CMSC313, Computer Organization & Assembly Language Programming, Spring 2013

Project 8: Baby Names

Due: Tuesday April 23, 2013, 11:59pm


Objective

The objective of this programming exercise is to practice writing C programs for data structures and to gain some experience with the valgrind utility.


Note: binary search trees were discussed in class. If you missed this explanation, please look up binary search trees in a data structures textbook or online.

Note: You can download all of the files referenced in this page as a tar file (proj8.tar) or copy them on the GL file system:

/afs/umbc.edu/users/c/h/chang/pub/cs313/proj8.tar /afs/umbc.edu/users/c/h/chang/pub/cs313/proj8/*


Assignment

For this assignment, you are provided with a basic implementation of binary search trees: bst.c, bst.h. You will modify and add features to this binary search tree ADT.

These demo main programs show that the basic implementation only work with int data:



Step 1: Warm-up exercise

Implement a function bst_walk_depth() with this prototype:

void bst_walk_depth (tnode *ptr, int depth) ; This function should indent the output of the inorder walk in the binary search tree (BST) and indent each line according to the depth of the node in the tree. Your function must be recursive. The first call to bst_walk_depth() should have depth 0. See these main programs and sample runs:

Keep a copy of this implementation for submission.

Step 2: expand tnode

In this step you will modify the type definition of tnode to include a string (char pointer) and an int field. The purpose of these field is to store baby names in the string and the frequency that these names occur in the US population in the int field. This data structure will help new parents pick baby names.

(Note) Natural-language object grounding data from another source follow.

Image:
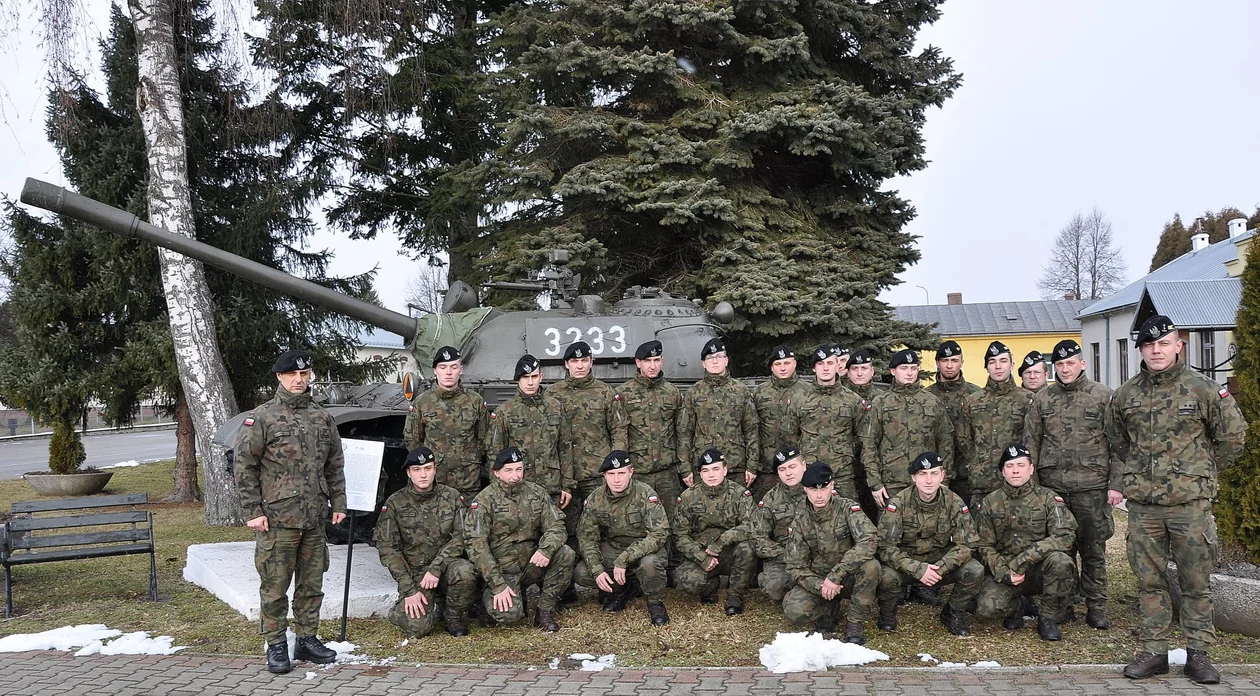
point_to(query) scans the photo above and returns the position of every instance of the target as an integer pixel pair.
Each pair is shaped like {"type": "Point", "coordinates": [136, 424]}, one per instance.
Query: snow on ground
{"type": "Point", "coordinates": [810, 652]}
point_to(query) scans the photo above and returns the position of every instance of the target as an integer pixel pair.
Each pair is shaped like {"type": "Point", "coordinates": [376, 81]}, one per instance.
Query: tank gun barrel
{"type": "Point", "coordinates": [57, 199]}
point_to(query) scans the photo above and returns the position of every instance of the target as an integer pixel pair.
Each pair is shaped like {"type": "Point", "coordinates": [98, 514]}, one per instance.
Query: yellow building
{"type": "Point", "coordinates": [1023, 327]}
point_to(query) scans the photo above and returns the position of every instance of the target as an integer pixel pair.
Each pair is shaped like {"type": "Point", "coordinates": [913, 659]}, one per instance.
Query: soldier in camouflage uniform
{"type": "Point", "coordinates": [1172, 429]}
{"type": "Point", "coordinates": [718, 412]}
{"type": "Point", "coordinates": [532, 423]}
{"type": "Point", "coordinates": [926, 536]}
{"type": "Point", "coordinates": [1065, 431]}
{"type": "Point", "coordinates": [515, 539]}
{"type": "Point", "coordinates": [624, 528]}
{"type": "Point", "coordinates": [711, 531]}
{"type": "Point", "coordinates": [1025, 539]}
{"type": "Point", "coordinates": [830, 555]}
{"type": "Point", "coordinates": [420, 537]}
{"type": "Point", "coordinates": [289, 473]}
{"type": "Point", "coordinates": [992, 419]}
{"type": "Point", "coordinates": [451, 421]}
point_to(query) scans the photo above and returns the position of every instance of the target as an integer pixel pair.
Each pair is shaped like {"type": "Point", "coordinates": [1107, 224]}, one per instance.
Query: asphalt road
{"type": "Point", "coordinates": [18, 457]}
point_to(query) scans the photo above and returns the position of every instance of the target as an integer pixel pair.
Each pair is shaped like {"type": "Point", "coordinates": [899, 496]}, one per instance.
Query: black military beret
{"type": "Point", "coordinates": [577, 349]}
{"type": "Point", "coordinates": [924, 462]}
{"type": "Point", "coordinates": [817, 475]}
{"type": "Point", "coordinates": [418, 457]}
{"type": "Point", "coordinates": [650, 349]}
{"type": "Point", "coordinates": [446, 353]}
{"type": "Point", "coordinates": [949, 349]}
{"type": "Point", "coordinates": [508, 455]}
{"type": "Point", "coordinates": [292, 361]}
{"type": "Point", "coordinates": [1154, 328]}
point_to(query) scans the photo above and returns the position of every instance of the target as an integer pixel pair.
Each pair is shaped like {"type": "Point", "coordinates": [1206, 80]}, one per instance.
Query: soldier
{"type": "Point", "coordinates": [515, 539]}
{"type": "Point", "coordinates": [926, 536]}
{"type": "Point", "coordinates": [711, 530]}
{"type": "Point", "coordinates": [718, 412]}
{"type": "Point", "coordinates": [289, 470]}
{"type": "Point", "coordinates": [953, 390]}
{"type": "Point", "coordinates": [1025, 539]}
{"type": "Point", "coordinates": [1172, 429]}
{"type": "Point", "coordinates": [420, 537]}
{"type": "Point", "coordinates": [830, 555]}
{"type": "Point", "coordinates": [532, 423]}
{"type": "Point", "coordinates": [1066, 434]}
{"type": "Point", "coordinates": [992, 419]}
{"type": "Point", "coordinates": [624, 528]}
{"type": "Point", "coordinates": [451, 421]}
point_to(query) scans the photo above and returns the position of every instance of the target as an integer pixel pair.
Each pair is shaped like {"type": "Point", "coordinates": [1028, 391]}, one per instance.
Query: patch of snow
{"type": "Point", "coordinates": [810, 652]}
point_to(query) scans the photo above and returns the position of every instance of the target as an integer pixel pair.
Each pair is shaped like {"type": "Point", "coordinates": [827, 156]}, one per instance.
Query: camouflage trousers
{"type": "Point", "coordinates": [861, 588]}
{"type": "Point", "coordinates": [552, 580]}
{"type": "Point", "coordinates": [458, 585]}
{"type": "Point", "coordinates": [1187, 533]}
{"type": "Point", "coordinates": [737, 560]}
{"type": "Point", "coordinates": [649, 570]}
{"type": "Point", "coordinates": [967, 580]}
{"type": "Point", "coordinates": [1053, 579]}
{"type": "Point", "coordinates": [282, 556]}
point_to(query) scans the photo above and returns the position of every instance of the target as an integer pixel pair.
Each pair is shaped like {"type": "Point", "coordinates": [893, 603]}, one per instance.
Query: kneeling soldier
{"type": "Point", "coordinates": [420, 536]}
{"type": "Point", "coordinates": [517, 539]}
{"type": "Point", "coordinates": [711, 533]}
{"type": "Point", "coordinates": [1025, 536]}
{"type": "Point", "coordinates": [830, 554]}
{"type": "Point", "coordinates": [926, 536]}
{"type": "Point", "coordinates": [624, 527]}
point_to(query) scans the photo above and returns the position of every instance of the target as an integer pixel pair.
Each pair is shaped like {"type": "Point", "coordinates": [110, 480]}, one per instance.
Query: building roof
{"type": "Point", "coordinates": [1043, 317]}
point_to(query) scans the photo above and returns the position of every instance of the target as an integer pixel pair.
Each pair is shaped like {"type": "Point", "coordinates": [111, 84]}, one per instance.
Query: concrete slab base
{"type": "Point", "coordinates": [227, 571]}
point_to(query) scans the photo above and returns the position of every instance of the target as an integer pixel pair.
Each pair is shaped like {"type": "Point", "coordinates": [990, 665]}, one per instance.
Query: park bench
{"type": "Point", "coordinates": [27, 539]}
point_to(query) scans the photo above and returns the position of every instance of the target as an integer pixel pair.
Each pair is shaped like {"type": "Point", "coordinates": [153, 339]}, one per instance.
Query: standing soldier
{"type": "Point", "coordinates": [711, 530]}
{"type": "Point", "coordinates": [1066, 434]}
{"type": "Point", "coordinates": [1026, 535]}
{"type": "Point", "coordinates": [830, 555]}
{"type": "Point", "coordinates": [420, 536]}
{"type": "Point", "coordinates": [451, 421]}
{"type": "Point", "coordinates": [515, 540]}
{"type": "Point", "coordinates": [1173, 430]}
{"type": "Point", "coordinates": [718, 412]}
{"type": "Point", "coordinates": [532, 423]}
{"type": "Point", "coordinates": [624, 528]}
{"type": "Point", "coordinates": [926, 537]}
{"type": "Point", "coordinates": [992, 419]}
{"type": "Point", "coordinates": [289, 470]}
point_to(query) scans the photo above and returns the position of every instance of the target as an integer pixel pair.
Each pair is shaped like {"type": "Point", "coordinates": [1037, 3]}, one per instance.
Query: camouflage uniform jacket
{"type": "Point", "coordinates": [829, 544]}
{"type": "Point", "coordinates": [992, 419]}
{"type": "Point", "coordinates": [1017, 527]}
{"type": "Point", "coordinates": [455, 424]}
{"type": "Point", "coordinates": [652, 424]}
{"type": "Point", "coordinates": [711, 517]}
{"type": "Point", "coordinates": [634, 522]}
{"type": "Point", "coordinates": [1173, 430]}
{"type": "Point", "coordinates": [534, 425]}
{"type": "Point", "coordinates": [901, 424]}
{"type": "Point", "coordinates": [1066, 434]}
{"type": "Point", "coordinates": [420, 532]}
{"type": "Point", "coordinates": [289, 463]}
{"type": "Point", "coordinates": [504, 527]}
{"type": "Point", "coordinates": [596, 424]}
{"type": "Point", "coordinates": [914, 533]}
{"type": "Point", "coordinates": [718, 412]}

In the new header file, bst2.h, the data fields are deliberately renamed to name and frequency so that if you forget to modify a function in bst.c, your program will not compile.

When you make a new tnode the string in the name field MUST have its own dynamically allocated memory. It cannot simply point to the string given to bst_insert(). (Hint: use strdup().)

Modify the existing BST functions to work with the new tnode definition. The nodes in this new BST ADT should be sorted by the frequency field (NOT by the name field!!!).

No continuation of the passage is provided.